Undefeated and No. 2-ranked Mendon (Division 8) hosts White Pigeon Friday to determine the final St. Joseph Valley League championship. The Chiefs are 4-2, riding a two-game winning streak. JoeInsider.com caught up with Mendon head coach John Schwartz for a lengthy Q&A earlier this week:
What has this week’s practices been like going into what will be a historic final SJV game?
“We talk about it. This could be the last SJV game and we’d like to go out a winner. It’s important to our kids. I think they’ll pick it up and play hard. Practice is getting a little boring to them. I must be getting old. We do the same thing every week. These kids could go from station to station without a coach even being there. That’s the thing we need to work on is keeping our practice upbeat. With the schedule we’ve had so far, sometimes that’s hard to do.
“In the Centreville game I assumed we were getting better. But you go back and look at [the film] and the kids were really lazy on defense, and even with their blocking. Their techniques got real sloppy as the game went on. That doesn’t make you better. Those are things we have to battle with because we’re going to see a good team, just like we are this week, and we can’t do those things that we did as the game went on with Centreville.
“You can always get better. You’ve got to be bored seven times on one drill to really be good at it. They are people and most of all they’re kids. Sometimes they don’t understand why they have to keep doing it so well every time you do it. Well, because it has to be second nature. If you want to play fast, that’s the way you do it.
“I’m sure all coaches have that problem. If you’re not getting better, you’re getting worse. That’s the thing we preach.
What is different about this White Pigeon team and how is it better than in previous seasons?
“They are big up front. I think the last two weeks they’ve played their best football. Their offense has kind of changed from early in the season and they’re running more of a read type offense now. The quarterback is very involved in the offense and it requires the defense to be very disciplined in run alleys and responsibilities. It’s something we’ve worked on this week. It’s good for our kids to see something like this. Hopefully we can be disciplined enough to be there for cutbacks and things they like to do with it. I think the last two weeks they’ve just been getting a lot better.
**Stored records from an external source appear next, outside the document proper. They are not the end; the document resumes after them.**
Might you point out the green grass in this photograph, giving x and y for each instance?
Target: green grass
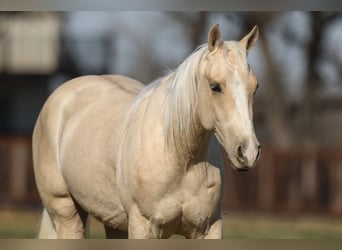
(24, 224)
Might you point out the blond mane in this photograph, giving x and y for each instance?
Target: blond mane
(180, 101)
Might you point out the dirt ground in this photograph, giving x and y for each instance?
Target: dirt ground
(21, 224)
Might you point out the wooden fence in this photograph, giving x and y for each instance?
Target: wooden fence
(17, 185)
(282, 181)
(288, 181)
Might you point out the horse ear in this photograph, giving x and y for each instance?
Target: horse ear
(250, 39)
(214, 37)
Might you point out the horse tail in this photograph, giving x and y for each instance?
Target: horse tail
(47, 230)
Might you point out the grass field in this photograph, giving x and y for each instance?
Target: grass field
(24, 224)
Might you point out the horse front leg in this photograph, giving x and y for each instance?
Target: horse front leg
(215, 230)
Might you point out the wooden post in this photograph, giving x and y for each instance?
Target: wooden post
(19, 156)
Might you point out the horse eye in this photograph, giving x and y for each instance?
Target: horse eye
(256, 88)
(215, 87)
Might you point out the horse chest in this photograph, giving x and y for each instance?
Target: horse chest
(202, 195)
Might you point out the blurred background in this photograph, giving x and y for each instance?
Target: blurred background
(296, 189)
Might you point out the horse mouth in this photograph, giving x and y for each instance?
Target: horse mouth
(242, 169)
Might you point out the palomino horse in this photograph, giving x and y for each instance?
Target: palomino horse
(134, 157)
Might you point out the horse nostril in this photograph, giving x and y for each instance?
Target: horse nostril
(241, 153)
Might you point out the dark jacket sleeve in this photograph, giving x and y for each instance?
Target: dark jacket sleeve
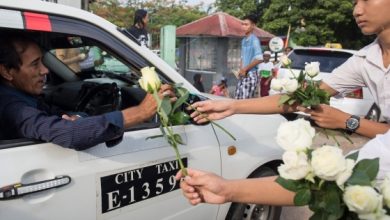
(79, 134)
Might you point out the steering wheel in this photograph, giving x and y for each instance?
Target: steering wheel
(96, 99)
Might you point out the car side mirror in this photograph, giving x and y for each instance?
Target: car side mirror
(374, 113)
(191, 100)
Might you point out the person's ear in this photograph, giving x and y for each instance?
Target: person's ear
(6, 73)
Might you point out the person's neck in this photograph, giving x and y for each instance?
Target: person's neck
(384, 42)
(139, 26)
(384, 39)
(248, 33)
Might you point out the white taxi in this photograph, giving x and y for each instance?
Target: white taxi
(132, 179)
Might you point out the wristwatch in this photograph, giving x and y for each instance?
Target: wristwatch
(352, 124)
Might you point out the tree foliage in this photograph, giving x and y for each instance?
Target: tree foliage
(313, 22)
(161, 13)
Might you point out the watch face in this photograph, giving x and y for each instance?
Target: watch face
(352, 123)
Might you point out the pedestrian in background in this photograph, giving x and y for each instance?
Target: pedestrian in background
(265, 72)
(198, 82)
(138, 29)
(251, 56)
(220, 89)
(287, 50)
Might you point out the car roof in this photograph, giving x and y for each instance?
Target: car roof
(56, 9)
(326, 49)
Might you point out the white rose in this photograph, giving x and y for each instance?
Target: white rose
(295, 165)
(285, 60)
(385, 190)
(290, 85)
(344, 176)
(312, 69)
(363, 200)
(295, 135)
(276, 84)
(328, 162)
(149, 80)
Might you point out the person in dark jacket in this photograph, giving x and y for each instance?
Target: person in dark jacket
(138, 29)
(198, 82)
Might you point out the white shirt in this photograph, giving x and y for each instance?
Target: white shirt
(365, 68)
(379, 147)
(265, 66)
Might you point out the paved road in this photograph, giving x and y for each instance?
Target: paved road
(303, 213)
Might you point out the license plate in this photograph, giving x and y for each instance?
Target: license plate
(132, 186)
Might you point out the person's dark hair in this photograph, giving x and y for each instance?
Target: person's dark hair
(251, 17)
(197, 77)
(11, 47)
(139, 15)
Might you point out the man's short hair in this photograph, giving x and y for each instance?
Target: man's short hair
(251, 17)
(11, 47)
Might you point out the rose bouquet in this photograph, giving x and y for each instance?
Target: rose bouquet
(301, 88)
(170, 114)
(333, 186)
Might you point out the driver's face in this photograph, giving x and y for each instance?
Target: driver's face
(31, 77)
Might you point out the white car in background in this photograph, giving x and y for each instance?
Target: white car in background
(356, 103)
(133, 179)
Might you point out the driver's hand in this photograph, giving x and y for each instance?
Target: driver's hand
(167, 90)
(70, 117)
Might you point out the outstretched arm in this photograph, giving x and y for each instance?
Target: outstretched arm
(200, 186)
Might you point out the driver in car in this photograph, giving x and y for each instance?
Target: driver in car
(24, 115)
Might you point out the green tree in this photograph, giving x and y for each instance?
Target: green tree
(161, 13)
(240, 8)
(313, 22)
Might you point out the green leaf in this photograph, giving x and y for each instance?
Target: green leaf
(320, 215)
(359, 178)
(179, 118)
(302, 197)
(291, 101)
(166, 106)
(353, 156)
(291, 185)
(181, 91)
(157, 98)
(284, 99)
(368, 166)
(154, 137)
(178, 139)
(181, 100)
(332, 199)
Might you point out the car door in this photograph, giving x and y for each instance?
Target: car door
(131, 180)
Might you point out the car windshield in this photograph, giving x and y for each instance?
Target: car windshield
(328, 59)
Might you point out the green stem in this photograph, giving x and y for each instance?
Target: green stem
(173, 143)
(212, 122)
(302, 94)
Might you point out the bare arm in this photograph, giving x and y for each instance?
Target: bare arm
(146, 109)
(244, 70)
(329, 117)
(207, 187)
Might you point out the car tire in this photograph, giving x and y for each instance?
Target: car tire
(244, 211)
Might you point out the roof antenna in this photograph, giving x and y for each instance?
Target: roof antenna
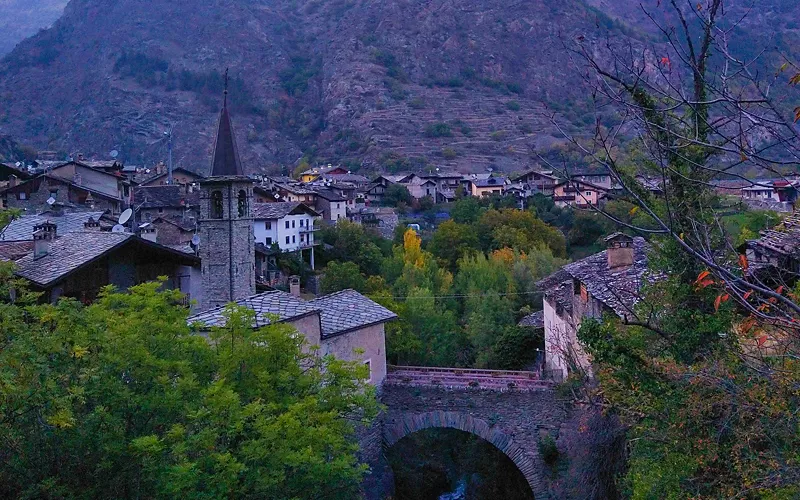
(226, 88)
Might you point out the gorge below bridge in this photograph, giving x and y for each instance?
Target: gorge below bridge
(511, 410)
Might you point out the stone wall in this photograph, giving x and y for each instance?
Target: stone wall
(513, 421)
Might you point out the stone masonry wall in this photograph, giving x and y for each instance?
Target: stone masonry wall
(513, 421)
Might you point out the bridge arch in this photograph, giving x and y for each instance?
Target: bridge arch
(528, 462)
“You have to play it straight [defensively against two quarterbacks]; it doesn’t matter which kid is quarterbacking. We don’t even know if the Eger kid is going to play. I don’t think he played last week. With Hochstetler they have kind of gone to this veer type offense — an inverted bone, we call it, or kind of like a pistol. We expect them to still spread it out and throw the ball, but I don’t think that’s what they want to do.
“I think Krajniak is probably their best running back, along with the quarterback. Krajniak is the kid that will carry the mail most of the time and he’s the one you have to keep an eye on. The [Chas] Rathburn kid plays right there in the middle [linebacker] and he’s a kid that you’ve got to find on the offensive line and make sure we get a body on him.”
You haven’t had put your kickoff and punt coverage teams out there much this year, so which special teams players have stood out for you this season?
“We work hard at special teams and other teams know that, which forced other teams do things they don’t want to do. We take a lot of pride in our special teams. They’ve done a good job. People are real concerned kicking off and punting to us. I’d say it’s a team effort. But probably our long snapper Derek Zagon has done a nice job all year long. We feel he can go [to college] and snap somewhere if he wants to do that after high school.
“A lot of people overlook that until you don’t have one. We haven’t punted that much, so Riley hasn’t been able to punt that much, but he’s a consistent kicker for us. He does all our kicking — kickoff, punt, field goals and extra point.”